Winter: Forecast dry: Will anyone complain?
Published 5:39 pm Wednesday, December 20, 2017
That winter solstice visiting Greater Port Arthur at 10:28 Thursday morning will usher in what may be a mild winter, following a mild autumn. Autumn, we barely knew you.
Given the events of late summer, a little mild should serve us well.
Winter is upon us, from today into late morning March 20, beginning with this day that offers 10 hours and 13 minutes of sunlight. Not much, that, but pity Alaskans: Fairbanks will get 3 hours, 41 minutes of sun today; north of the Arctic Circle, none. Talk about your blues.

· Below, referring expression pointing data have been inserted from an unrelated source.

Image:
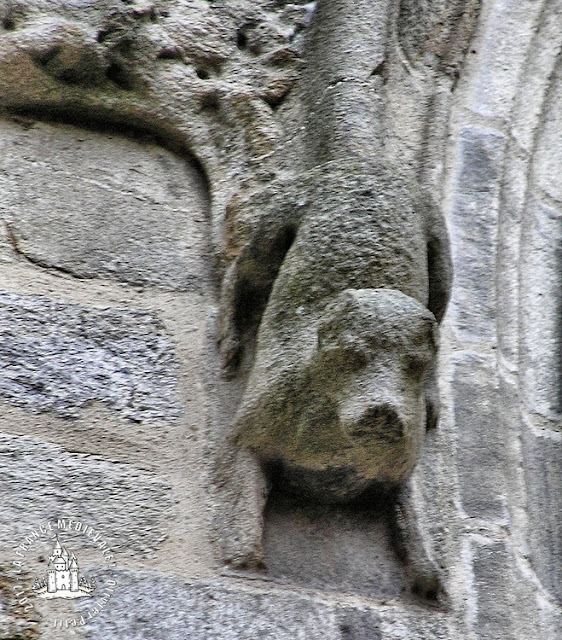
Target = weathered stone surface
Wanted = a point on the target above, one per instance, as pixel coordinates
(543, 473)
(492, 565)
(99, 205)
(147, 605)
(480, 438)
(334, 548)
(501, 51)
(540, 332)
(474, 220)
(42, 482)
(59, 357)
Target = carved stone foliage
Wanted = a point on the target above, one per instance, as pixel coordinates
(319, 128)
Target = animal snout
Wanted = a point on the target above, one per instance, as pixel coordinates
(376, 422)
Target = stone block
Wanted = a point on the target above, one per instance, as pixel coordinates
(103, 206)
(473, 222)
(58, 357)
(492, 567)
(543, 474)
(501, 51)
(41, 482)
(331, 547)
(149, 606)
(540, 309)
(481, 454)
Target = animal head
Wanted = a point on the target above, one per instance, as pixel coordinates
(351, 414)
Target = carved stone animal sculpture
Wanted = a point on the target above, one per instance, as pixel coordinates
(353, 262)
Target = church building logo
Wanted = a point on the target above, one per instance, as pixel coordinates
(65, 569)
(63, 579)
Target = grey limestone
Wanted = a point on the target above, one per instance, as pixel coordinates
(42, 482)
(543, 462)
(473, 219)
(480, 442)
(59, 357)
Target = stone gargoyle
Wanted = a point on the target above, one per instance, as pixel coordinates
(347, 270)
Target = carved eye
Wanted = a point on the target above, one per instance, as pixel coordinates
(346, 355)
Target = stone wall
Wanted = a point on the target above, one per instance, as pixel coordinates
(121, 188)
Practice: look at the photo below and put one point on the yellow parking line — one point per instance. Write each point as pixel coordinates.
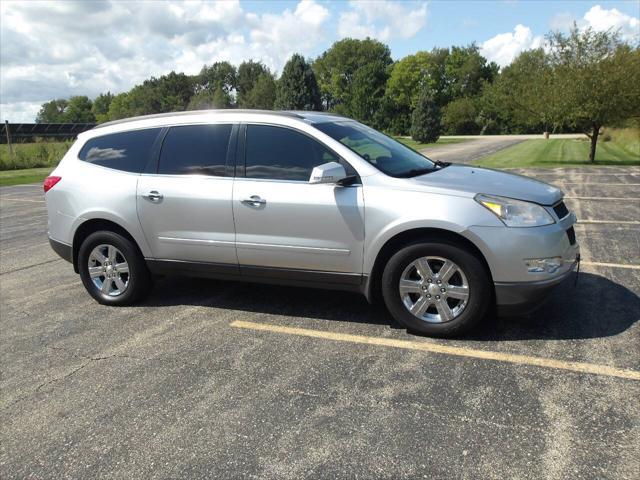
(588, 221)
(595, 183)
(605, 198)
(614, 265)
(445, 349)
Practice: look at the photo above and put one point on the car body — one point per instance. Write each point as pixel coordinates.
(255, 214)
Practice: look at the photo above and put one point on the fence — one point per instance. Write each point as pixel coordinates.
(21, 132)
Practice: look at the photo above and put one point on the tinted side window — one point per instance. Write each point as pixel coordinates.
(127, 151)
(283, 154)
(195, 150)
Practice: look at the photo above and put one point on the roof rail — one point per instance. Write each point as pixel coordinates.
(200, 112)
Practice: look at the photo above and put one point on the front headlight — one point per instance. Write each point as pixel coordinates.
(515, 213)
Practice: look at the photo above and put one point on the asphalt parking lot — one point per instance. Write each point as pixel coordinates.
(228, 380)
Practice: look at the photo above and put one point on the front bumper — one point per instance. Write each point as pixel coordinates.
(520, 298)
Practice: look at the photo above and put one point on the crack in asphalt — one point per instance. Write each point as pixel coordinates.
(89, 361)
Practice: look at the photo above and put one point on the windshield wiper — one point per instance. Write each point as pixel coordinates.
(416, 172)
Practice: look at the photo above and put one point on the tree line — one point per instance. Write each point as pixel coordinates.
(580, 81)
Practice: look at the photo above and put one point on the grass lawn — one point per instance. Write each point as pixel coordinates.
(562, 153)
(409, 142)
(27, 175)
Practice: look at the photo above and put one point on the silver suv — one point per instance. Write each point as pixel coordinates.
(304, 199)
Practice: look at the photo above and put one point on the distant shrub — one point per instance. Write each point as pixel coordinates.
(426, 120)
(32, 155)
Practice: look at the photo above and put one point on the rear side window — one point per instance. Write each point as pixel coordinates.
(283, 154)
(126, 151)
(195, 150)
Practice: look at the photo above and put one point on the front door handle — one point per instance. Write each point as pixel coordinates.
(154, 196)
(254, 201)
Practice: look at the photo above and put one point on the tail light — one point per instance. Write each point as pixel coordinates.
(50, 182)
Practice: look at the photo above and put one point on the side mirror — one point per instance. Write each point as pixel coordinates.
(331, 172)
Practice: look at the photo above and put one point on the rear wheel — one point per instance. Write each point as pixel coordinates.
(112, 269)
(437, 289)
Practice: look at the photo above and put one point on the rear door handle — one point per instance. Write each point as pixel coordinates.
(154, 196)
(254, 201)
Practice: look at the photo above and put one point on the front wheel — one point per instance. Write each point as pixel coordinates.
(437, 289)
(112, 269)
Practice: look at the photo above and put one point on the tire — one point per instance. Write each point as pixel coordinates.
(451, 314)
(128, 278)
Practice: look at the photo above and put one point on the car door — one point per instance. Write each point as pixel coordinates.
(184, 204)
(285, 226)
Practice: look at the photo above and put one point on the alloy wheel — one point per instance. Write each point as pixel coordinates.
(434, 289)
(109, 270)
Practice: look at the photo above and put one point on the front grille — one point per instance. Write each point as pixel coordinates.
(561, 210)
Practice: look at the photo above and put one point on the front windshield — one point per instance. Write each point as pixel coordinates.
(384, 153)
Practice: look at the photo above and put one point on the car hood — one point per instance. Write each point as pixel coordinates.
(492, 182)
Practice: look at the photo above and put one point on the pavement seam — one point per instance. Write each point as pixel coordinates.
(31, 266)
(517, 359)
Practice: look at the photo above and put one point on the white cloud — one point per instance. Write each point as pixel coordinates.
(504, 47)
(274, 38)
(382, 19)
(63, 48)
(601, 19)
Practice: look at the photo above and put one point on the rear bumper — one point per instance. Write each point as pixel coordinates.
(62, 249)
(520, 298)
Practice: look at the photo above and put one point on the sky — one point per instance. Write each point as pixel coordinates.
(56, 49)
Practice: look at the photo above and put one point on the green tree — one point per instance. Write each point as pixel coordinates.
(53, 111)
(598, 77)
(263, 93)
(119, 107)
(219, 76)
(297, 88)
(466, 71)
(100, 107)
(459, 117)
(525, 91)
(174, 92)
(426, 119)
(342, 87)
(79, 110)
(206, 99)
(247, 77)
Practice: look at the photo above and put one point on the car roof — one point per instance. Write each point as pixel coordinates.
(309, 116)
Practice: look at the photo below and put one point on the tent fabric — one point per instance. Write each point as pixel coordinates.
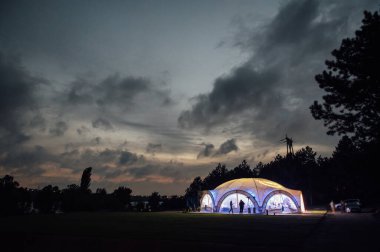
(261, 190)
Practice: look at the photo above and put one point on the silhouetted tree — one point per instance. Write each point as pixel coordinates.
(352, 83)
(85, 181)
(122, 197)
(154, 201)
(71, 198)
(13, 200)
(192, 194)
(47, 200)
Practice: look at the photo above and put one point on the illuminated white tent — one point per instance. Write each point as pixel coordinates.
(258, 195)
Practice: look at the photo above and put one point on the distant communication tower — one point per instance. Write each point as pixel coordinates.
(289, 145)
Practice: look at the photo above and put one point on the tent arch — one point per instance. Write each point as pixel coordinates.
(253, 199)
(204, 194)
(267, 198)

Residing at the Gulf of Mexico’s edge, we’ll enjoy more sunlight than our Yankee brethren today, in that the days shorten the farther north you travel, another advantage to Southern living.
Vox, a general interest news site with a mission to explain the news, says we have a winter solstice because the earth orbits the sun on a tilted axis. Between September and March, the Northern Hemisphere – include Jefferson County in that – gets less exposure to the sun. Wrap your mind around that.

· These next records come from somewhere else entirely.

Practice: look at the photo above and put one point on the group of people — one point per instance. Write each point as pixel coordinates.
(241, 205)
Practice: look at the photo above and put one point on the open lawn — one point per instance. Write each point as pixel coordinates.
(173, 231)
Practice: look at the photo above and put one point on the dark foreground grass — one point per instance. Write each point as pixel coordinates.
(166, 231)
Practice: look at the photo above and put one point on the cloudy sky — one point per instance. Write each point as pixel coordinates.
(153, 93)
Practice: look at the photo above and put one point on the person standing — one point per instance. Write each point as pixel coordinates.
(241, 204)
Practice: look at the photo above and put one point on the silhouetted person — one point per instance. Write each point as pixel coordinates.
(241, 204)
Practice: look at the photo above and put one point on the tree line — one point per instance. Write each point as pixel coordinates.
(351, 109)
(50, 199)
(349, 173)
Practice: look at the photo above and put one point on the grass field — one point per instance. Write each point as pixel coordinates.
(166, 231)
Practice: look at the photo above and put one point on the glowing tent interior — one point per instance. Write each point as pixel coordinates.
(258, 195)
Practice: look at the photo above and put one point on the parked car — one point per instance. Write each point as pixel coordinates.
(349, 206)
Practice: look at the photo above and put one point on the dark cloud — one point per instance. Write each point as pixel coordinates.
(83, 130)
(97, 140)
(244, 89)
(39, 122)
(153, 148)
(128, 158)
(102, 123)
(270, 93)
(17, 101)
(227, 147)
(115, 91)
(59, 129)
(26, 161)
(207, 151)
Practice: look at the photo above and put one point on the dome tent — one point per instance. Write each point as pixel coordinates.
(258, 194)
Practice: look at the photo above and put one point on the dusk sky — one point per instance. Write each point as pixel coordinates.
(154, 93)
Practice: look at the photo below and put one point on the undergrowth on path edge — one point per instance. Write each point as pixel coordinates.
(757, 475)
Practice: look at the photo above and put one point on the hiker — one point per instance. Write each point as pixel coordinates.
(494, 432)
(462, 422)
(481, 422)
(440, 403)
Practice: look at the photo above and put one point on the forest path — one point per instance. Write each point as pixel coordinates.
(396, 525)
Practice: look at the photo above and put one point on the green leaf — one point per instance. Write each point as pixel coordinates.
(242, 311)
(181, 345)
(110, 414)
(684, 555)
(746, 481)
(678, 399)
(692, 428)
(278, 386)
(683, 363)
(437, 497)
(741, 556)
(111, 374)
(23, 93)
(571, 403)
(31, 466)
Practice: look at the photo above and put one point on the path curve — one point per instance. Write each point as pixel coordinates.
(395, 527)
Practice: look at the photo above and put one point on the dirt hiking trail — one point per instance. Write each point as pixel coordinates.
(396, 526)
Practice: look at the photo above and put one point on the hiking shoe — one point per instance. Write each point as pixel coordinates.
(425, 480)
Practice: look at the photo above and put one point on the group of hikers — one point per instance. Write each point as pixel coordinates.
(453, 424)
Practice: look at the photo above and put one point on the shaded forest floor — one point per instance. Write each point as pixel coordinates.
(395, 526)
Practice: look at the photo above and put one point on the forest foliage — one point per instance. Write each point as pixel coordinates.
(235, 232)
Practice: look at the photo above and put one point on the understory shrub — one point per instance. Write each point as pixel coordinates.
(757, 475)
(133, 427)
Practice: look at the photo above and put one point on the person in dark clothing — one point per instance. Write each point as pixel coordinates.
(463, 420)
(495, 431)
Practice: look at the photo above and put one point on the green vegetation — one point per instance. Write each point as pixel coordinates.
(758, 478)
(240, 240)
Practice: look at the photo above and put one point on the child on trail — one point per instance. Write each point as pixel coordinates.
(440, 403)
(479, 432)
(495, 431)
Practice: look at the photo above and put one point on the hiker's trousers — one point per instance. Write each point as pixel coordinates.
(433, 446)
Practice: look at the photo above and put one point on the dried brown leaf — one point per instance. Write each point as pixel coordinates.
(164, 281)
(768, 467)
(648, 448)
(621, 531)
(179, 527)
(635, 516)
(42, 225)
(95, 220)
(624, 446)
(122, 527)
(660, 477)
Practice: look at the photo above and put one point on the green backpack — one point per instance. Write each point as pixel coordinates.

Although this week marks days with the least sunshine, we’ve already had the earliest sunsets: 5:15 p.m. back on Dec 2. The latest sunrises, on Jan. 11-12, are to come. So is the genuinely cold weather, which generally falls in January and February.
We know, though, we can take comfort in a high temperature of 72 today, with a couple of more pleasant days to follow. Christmas may be more wintry-like, with lows in the low 40s, if you like that sort of thing. We can enjoy that holy day with warmer weather, too.
Montra Lockwood, a forecaster for The National Weather Service in Lake Charles, Louisiana, said we should expect warmer winter weather with “below normal rainfall.” No complaints.
“We may even get another wintry event,” she suggested, not unlike the snow that fell on Port Arthur and environs on Dec. 8. It left quickly enough, but gave people some reason for passing glee.
With barely a week left in 2017, Greater Port Arthur is likely to be the rainiest place in America this year. Given a choice, it’s a distinction we would have gladly declined.
“You got a year’s worth of rain in a week,” she said. No need to remind people here. We’ve lived through the ill effects of Hurricane and Tropical Storm Harvey through the mild autumn and will likely bear its effects through the mild spring. And then some.
Everybody complains about the weather, but no one does anything about it. That was the lament of a Hartford, Connecticut newspaper editor in the late 19th century.
In these parts, we mark the seasons with more interest, and keep our eyes ever cast toward gray skies.